Diary of Lisa Taylor, reluctantly 42 (and a half)

Or.. 'f.ck me I'm forty.. two.. and a half', though can look 38 on a - not so deluded - good day. Or 'How to reconcile a well experienced mind trapped in a still - but for how long? – youthful body.' Don't have the 30somethings angst/problems, neither have the resigned (?) ageing baby-boomers in safe family territory outlook yet. Here's how I cope, one day all sexy women will get old... but never invisible. © Lisa Taylor 2005/6/7/8/9. Jeez.. so much for the 42 and-a-half delusion

Friday, November 30, 2007

26 November - Multitasking

How much do I do in a morning before I leave the house? It just occurred to me, that I clean the shower head (oh yes, had put it in a bowl wiht some vinegar to descale it) I take things out of the washing machine (I set it on night before), I clean the mirror in the bathroom as I brush my teeth and I wipe the washbasin, I make him a cup of tea. I tidy up a bit, pick up stuff, re-arrange newspapers and mags, and am about to take the thrash out when I remember to just leave it well alone…
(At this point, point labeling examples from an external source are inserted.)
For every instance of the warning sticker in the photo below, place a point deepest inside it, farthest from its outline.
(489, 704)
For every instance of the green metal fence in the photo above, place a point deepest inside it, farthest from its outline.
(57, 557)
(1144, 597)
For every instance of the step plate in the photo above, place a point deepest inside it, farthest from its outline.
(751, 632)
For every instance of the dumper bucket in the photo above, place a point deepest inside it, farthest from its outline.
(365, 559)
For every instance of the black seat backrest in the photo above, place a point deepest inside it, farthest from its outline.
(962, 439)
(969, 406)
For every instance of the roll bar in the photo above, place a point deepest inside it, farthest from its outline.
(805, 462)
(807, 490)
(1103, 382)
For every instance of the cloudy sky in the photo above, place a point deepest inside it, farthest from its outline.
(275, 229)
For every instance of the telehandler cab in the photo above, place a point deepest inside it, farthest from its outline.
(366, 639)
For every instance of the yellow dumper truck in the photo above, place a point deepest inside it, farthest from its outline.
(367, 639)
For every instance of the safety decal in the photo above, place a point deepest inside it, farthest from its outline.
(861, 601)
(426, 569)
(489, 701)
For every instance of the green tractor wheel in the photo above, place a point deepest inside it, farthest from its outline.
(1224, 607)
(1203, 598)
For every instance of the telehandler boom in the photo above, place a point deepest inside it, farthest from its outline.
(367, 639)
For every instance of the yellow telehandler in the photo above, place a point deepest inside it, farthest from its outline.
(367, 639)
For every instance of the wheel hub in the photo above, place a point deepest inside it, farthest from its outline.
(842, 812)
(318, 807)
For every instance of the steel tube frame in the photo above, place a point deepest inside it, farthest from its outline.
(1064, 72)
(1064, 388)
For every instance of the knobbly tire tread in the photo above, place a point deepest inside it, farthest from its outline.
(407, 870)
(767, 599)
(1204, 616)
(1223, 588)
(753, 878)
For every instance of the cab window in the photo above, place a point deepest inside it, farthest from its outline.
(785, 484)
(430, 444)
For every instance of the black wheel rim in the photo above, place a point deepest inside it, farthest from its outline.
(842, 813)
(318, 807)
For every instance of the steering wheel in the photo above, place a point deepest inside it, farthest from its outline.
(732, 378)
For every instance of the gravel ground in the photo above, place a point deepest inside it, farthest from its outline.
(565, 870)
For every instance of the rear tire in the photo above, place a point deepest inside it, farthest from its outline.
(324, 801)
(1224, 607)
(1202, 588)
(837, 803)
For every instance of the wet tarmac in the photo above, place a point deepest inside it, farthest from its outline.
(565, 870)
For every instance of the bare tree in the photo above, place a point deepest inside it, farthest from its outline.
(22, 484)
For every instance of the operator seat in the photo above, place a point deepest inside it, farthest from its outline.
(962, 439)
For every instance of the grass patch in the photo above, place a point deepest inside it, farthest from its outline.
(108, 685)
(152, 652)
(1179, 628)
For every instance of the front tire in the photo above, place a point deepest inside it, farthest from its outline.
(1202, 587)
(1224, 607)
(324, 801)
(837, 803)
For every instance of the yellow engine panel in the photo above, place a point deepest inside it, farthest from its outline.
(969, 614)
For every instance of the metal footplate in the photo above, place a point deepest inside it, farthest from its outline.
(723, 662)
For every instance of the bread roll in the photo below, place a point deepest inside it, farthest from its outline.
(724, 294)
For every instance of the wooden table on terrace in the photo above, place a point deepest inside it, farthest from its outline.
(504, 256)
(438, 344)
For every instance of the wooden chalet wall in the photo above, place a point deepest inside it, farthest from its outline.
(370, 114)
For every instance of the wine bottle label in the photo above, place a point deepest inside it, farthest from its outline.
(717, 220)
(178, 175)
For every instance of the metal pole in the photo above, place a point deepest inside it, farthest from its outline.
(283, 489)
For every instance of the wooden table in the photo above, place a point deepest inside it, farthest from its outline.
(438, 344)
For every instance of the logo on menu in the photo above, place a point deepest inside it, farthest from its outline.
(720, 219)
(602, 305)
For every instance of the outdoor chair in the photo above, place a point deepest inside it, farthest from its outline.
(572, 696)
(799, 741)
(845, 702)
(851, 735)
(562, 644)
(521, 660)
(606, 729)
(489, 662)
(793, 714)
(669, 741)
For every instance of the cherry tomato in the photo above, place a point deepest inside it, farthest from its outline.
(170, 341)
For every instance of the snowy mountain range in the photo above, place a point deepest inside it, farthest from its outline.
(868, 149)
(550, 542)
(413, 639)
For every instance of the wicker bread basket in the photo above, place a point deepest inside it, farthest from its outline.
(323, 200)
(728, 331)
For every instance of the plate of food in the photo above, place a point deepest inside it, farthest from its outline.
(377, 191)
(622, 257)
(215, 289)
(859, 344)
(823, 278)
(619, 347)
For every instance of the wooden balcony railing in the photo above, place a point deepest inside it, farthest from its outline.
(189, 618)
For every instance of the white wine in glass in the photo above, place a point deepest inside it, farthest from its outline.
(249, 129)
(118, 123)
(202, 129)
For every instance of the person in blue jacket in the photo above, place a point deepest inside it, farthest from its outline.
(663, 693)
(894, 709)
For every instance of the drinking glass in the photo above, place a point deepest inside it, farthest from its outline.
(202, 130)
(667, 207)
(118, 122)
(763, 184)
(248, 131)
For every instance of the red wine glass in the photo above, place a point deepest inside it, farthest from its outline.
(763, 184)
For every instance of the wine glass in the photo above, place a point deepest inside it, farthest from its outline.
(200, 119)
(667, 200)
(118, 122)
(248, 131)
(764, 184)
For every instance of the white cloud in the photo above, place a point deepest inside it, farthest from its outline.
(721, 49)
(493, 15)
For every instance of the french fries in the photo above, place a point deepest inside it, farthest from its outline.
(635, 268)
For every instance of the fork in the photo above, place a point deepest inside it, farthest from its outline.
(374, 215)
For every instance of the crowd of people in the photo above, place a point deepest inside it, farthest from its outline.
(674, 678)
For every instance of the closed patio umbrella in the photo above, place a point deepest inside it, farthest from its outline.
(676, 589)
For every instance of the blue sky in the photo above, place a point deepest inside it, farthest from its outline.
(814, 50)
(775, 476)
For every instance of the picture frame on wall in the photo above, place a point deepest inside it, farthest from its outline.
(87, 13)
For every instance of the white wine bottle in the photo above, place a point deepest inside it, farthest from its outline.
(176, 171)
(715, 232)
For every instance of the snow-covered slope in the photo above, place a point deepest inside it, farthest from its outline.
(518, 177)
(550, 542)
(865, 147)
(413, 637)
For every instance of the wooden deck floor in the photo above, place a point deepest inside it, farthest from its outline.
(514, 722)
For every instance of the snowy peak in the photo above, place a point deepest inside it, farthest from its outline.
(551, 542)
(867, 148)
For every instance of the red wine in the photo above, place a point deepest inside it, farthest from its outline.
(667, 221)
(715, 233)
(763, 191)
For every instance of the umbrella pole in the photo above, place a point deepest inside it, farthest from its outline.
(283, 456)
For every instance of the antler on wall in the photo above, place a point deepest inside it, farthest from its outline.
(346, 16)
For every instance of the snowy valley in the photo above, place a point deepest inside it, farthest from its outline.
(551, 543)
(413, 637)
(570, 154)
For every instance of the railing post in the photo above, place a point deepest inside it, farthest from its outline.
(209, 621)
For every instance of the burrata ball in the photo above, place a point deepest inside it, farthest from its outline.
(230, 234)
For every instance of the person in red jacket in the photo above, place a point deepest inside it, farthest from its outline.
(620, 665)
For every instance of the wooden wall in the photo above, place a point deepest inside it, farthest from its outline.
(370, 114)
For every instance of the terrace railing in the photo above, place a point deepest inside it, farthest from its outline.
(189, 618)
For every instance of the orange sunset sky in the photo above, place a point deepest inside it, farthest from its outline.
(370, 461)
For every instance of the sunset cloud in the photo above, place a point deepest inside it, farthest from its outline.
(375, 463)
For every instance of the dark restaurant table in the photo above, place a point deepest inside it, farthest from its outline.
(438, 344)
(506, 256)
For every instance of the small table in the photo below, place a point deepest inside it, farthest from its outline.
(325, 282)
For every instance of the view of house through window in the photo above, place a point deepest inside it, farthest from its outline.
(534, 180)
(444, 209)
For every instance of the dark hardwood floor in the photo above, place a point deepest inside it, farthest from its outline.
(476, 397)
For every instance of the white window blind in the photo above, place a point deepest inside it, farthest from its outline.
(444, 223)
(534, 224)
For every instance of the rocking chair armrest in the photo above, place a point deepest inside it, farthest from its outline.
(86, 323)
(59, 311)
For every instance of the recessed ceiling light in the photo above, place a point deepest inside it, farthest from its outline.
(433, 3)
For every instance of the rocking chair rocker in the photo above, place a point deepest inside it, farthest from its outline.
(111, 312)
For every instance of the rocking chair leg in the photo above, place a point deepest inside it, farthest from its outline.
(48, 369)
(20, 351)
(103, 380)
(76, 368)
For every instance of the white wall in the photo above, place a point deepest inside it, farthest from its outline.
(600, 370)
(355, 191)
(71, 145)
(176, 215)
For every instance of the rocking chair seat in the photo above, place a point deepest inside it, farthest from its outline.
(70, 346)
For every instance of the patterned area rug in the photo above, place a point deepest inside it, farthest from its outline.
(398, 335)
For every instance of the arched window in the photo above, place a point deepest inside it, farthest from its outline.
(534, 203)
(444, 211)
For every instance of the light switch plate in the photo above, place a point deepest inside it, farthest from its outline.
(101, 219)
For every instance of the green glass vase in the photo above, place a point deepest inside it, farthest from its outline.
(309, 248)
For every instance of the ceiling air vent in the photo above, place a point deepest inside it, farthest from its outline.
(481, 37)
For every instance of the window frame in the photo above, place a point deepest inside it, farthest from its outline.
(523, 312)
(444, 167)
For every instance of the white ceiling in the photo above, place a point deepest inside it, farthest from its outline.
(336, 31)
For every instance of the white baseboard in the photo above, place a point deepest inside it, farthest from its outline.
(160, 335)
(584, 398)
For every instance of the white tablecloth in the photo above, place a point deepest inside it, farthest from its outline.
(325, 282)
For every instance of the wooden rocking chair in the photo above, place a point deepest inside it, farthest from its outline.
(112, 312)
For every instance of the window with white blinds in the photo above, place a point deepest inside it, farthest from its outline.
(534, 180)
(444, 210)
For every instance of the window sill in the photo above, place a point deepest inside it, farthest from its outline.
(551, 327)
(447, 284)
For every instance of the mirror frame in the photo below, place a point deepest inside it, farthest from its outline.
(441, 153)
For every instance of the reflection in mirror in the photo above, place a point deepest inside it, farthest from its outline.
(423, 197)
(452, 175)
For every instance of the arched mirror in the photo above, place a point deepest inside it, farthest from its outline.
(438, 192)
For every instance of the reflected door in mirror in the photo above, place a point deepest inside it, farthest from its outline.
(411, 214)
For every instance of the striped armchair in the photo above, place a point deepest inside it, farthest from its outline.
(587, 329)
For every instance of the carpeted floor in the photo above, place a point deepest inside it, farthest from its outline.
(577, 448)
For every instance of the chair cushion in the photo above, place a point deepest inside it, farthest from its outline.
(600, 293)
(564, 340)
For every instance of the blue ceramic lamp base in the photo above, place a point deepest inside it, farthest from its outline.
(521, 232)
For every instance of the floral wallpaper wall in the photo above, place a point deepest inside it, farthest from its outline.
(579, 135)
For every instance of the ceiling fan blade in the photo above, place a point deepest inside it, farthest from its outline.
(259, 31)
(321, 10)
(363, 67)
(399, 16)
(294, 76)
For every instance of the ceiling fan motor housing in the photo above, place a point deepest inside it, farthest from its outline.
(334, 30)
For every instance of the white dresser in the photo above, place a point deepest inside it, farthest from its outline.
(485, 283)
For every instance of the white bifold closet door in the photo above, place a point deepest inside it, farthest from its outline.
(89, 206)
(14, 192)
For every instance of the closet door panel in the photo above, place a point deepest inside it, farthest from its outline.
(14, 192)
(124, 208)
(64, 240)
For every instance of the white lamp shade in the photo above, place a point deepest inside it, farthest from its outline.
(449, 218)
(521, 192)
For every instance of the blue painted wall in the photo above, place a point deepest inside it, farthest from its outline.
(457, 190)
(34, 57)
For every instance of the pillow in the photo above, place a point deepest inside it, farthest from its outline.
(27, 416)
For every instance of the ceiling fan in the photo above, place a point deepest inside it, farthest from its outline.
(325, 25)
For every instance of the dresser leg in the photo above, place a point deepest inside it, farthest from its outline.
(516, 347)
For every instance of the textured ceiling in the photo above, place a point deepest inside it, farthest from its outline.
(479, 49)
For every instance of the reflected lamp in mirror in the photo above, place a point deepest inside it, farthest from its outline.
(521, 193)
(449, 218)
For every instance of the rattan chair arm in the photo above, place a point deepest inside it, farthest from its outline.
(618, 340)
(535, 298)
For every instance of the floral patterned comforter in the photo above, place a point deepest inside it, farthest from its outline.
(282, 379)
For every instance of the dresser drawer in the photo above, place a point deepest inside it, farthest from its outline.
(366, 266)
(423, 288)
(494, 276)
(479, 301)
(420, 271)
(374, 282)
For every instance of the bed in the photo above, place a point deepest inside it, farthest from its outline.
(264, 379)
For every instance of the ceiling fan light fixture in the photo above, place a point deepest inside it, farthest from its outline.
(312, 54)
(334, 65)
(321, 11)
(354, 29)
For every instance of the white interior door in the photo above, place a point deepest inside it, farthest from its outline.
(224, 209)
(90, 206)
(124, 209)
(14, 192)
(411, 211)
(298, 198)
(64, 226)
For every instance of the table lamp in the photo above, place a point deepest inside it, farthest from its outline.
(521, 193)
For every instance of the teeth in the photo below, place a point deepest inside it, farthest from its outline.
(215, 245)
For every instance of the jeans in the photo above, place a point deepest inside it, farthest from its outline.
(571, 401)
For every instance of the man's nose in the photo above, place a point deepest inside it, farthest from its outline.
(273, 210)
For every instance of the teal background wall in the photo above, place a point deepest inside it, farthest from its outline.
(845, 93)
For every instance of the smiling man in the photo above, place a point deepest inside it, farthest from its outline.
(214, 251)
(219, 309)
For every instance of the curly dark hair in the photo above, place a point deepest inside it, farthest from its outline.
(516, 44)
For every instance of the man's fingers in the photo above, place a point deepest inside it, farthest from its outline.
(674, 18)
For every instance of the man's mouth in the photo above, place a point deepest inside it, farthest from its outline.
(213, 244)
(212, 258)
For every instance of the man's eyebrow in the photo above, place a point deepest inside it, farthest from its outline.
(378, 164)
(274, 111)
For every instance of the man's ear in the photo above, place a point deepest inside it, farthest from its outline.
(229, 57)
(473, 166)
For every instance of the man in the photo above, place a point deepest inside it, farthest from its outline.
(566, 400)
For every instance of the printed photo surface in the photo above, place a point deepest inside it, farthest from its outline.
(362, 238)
I don’t care. He has time to read the papers, read books, do anything he wants, but not hoover unless he's been told for a week and not polish his shoes unless he's been told for two weeks. My oh my, who would want to live together /get married and all those things then really become your chores instead of just doing them because, because, you just do. Why can't I just sit down, drink my tea and maybe read for five minutes before I go to work? Why am I wired this other stupid way that makes me the maid?

He's got his uses, I do send him to get the Vietnamese visas though… and that is something I'd have to take a morning off for. Still he'll have a coffee whilst he waits and read in the car. He still has an easier life than me.